Deion Barnes was curious.
As an unheralded junior football player at Northeast High, Barnes wanted to be like Je'Ron and Malik Stokes.
The Stokes brothers, Vikings teammates of Barnes, were on the radar of Division I college programs.
"And I'm looking like I got the same talent as them," said Barnes, now a redshirt freshman defensive end at Penn State. "I need to get out there like that, too."
So Barnes and his parents started talking to Ron Stokes, Malik's and Je'Ron's father, who runs Top Prospect Sports.
The summer before his senior season, Barnes said, Ron Stokes took him to Michigan for a football camp and to tour the campus.
"And Michigan made a scholarship offer there," Barnes said. "And I'll say about two weeks or three weeks after that, I carried about at least 15 offers."
Stokes said that was part of his plan. And it still is.
That's why he walked away from being an accountant in the finance department of the Crozer Chester Medical Center three years ago to turn Top Prospect Sports into a full-time job.
These days, he puts his athletes through three days a week of weight training at Nirvana Athletic & Fitness Center in the Northeast. On Saturdays, Stokes supervises drills at Velocity Sports Performance in Cherry Hill. And in June, he will conduct his third annual college tour.
The tour will consist of football camps and campus visits at North Carolina, West Virginia, Tennessee, Ohio State, Rutgers, Maryland, Boston College, and Virginia.
So far, six of his athletes have received Division I scholarships. And that doesn't include Malik (a redshirt freshman quarterback) and Je'Ron (a redshirt junior wideout), who are teammates at Bowling Green. Je'Ron transferred to Bowling Green after spending two seasons at Michigan.
"I just started this because I see there's an epidemic in our community where a lot of athletes don't have the knowledge in regards to getting exposure," Stokes said. "I just want to give them a fighting chance."
Dixon in the house?
Pittsburgh basketball coach Jamie Dixon was scheduled to attend Thursday's Public League Class A quarterfinal between World Communications and Constitution.

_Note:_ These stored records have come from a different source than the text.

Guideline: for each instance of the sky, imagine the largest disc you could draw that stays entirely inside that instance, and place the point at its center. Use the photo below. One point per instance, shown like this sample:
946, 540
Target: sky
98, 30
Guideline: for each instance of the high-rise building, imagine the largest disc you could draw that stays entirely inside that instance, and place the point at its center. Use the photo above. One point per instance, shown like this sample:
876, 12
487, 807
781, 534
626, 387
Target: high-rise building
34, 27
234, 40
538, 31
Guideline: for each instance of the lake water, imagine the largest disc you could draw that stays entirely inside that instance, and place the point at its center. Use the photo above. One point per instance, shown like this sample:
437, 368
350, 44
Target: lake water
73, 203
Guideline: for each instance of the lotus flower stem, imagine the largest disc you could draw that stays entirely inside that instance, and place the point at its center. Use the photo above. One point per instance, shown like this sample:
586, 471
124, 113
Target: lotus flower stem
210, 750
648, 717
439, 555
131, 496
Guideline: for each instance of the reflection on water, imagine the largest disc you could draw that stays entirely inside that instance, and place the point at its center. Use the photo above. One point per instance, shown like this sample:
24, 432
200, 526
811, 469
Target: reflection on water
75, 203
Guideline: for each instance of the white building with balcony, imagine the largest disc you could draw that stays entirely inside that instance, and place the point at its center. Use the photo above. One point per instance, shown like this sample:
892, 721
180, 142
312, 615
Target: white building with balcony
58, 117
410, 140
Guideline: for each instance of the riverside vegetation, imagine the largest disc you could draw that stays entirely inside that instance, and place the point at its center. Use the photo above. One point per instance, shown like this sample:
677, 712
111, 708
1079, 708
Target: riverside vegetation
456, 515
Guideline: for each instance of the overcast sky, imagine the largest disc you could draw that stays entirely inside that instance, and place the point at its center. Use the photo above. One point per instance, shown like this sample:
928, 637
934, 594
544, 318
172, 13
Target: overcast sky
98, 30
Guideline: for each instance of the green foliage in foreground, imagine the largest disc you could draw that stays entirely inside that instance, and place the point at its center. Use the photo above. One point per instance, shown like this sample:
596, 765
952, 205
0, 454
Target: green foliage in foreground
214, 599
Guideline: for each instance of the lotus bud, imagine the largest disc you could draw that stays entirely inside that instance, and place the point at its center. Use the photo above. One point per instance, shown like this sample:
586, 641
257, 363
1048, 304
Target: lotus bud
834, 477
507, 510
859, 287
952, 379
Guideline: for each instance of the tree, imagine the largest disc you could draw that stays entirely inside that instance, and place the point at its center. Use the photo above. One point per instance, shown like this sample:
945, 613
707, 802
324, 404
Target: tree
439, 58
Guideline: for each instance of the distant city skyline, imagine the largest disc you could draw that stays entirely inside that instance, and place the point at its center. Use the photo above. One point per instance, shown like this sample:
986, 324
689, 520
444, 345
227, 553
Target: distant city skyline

The Panthers are recruiting Constitution seniors Daiquan Walker and Savon Goodman.
This summer, Goodman, a 6-foot-6 small forward, backed out of an oral commitment to Villanova.
He has offers from Missouri and Gonzaga and is receiving interest from Pittsburgh, UCLA, Kentucky, Temple, Kansas, and Connecticut.
Walker, a 6-2 point guard, has offers from Seton Hall and Central Florida.
He's also receiving interest from Connecticut and Pittsburgh.
Goodman has scored more than 40 points on five occasions this season. The Academy of the New Church transfer averages 27 points. Walker averages 23 points and eight assists.
The Cahillites package
Roman Catholic seniors Darryl Mintz and Marcus Kelly signed scholarships to play football at Kutztown.
Mintz, a 5-9, 180-pound defensive back, led the Cahillites with four interceptions last season. Kelly, a 5-9, 165-pounder, rushed for 1,736 yards and 16 touchdowns.